Of course there are times when component testing is called for.
- Component code cannot be easily hit by end to end testing. An example is negative or error testing.
- A component is consumed by multiple clients or it’s a public API that anybody can consume. In this case you should treat this component as the highest layer.
- Performance tests should ideally go through the top layer and each component logs their own performance numbers. But if you want to test things like throughput it might make sense to go through the component directly.
- Any testing where going through the top layer would just be too slow or not possible like security testing, stress testing, fault injection, etc. For example, you may need to ensure an app can open 100K different files for fuzz testing but going through the UI would be painfully slow.

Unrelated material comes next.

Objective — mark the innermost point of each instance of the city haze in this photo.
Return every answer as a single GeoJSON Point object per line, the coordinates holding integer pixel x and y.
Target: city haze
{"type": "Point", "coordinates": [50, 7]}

What about MVVM (Model View ViewModel) you say? This is where you have a layer (ViewModel) that encapsulates data and functionality needed by the UI allowing you have to have a very thin UI layer, even making it easy to replace the UI layer if needed. Some folks prefer testing against the ViewModel as opposed to going through the UI. As somebody who has done both, I can tell you that testing against the ViewModel is much easier and UI testing can be a pain. But in my opinion, the easy way is not worth the risk. We saw several bugs slip through because the thin UI layer that supposedly didn’t have any bugs of course did. Going through the ViewModel has its uses like expediting certain operations but I don’t recommend exclusively testing against it.
So to close, test end to end first, and component test only if you need to. Lazy testers are efficient testers, unless they’re trying to outsource their work on craigslist =) Feel free to comment if you have any thoughts on this topic.